We are one of the largest audiology programs in the country today, with over 20 clinical and research audiologists located at either Cleveland Clinic's main campus (including our Hearing Implant Program) or one of the Family Health Centers throughout Northeast Ohio (Beachwood, Independence, Strongsville, Twinsburg and Westlake). Each audiologist is part of the hearing health care team at Cleveland Clinic, working closely with our physician partners in otolaryngology in the Head & Neck Institute and other professional colleagues in a variety of specialty areas including pediatrics, geriatrics, neurology, psychology, dentistry, speech language pathology, plastic/reconstructive surgery and oncology to treat hearing disorders.
Our goals in the Section of Audiology are three-fold.

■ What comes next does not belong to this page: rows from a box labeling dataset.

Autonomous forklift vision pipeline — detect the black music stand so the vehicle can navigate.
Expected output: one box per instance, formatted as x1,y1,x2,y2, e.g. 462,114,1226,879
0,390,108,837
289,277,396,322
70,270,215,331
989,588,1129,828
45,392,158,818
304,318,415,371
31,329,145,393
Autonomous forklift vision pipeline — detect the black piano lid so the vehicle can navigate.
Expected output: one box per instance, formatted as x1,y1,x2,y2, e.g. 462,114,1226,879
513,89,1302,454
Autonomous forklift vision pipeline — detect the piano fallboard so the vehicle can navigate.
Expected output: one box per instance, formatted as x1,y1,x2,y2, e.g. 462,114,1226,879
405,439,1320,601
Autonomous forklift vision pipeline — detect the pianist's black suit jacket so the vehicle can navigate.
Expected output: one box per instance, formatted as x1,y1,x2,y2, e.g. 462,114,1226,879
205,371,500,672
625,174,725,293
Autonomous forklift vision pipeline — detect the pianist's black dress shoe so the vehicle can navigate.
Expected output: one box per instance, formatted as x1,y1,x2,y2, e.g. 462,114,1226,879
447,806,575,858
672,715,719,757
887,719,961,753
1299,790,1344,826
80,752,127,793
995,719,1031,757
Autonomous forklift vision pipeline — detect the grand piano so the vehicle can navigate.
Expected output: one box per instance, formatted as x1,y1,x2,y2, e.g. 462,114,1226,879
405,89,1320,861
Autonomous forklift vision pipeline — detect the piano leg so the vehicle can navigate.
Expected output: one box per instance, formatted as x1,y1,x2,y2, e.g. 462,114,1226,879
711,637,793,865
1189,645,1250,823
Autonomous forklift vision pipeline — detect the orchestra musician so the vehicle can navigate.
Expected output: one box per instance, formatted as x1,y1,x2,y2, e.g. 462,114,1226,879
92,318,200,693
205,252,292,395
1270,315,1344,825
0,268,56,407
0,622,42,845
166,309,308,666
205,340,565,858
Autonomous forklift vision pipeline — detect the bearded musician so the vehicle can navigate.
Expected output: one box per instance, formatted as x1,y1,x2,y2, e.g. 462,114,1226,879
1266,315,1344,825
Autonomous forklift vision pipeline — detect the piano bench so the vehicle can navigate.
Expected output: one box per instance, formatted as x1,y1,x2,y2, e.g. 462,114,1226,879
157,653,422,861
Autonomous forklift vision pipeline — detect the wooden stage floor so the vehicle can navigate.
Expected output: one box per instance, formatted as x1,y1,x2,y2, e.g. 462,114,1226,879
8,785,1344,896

First, to provide state-of-the-art audiologic assessment and rehabilitative clinical services for patients of all ages with hearing loss using evidence-based practices with quantifiable quality outcomes. Second, to offer educational opportunities by serving as clinical preceptors for Doctor of Audiology (AuD) students and otolaryngology residents and by providing continuing education experiences for our staff and other professionals working in the community. Third, to maintain an active research program through the Audiology Research Laboratory (ARL) by focusing on clinical investigations in the areas sensorineural hearing loss, tinnitus outcomes measurement, hearing aid signal processing and auditory electrophysiology.
Most importantly, our audiologists are dedicated to helping people with hearing loss improve their quality-of-life while dealing with the disorder. We understand that untreated hearing loss can interfere with relationships involving family members, friends and business associates. In turn, reduced communication function may cause feelings of frustration, isolation and withdrawal and even depression. By providing our hearing loss patients and family members with the most appropriate audiologic treatment plan, we continue to help each person overcome the consequences and achieve his or her individual communication goals.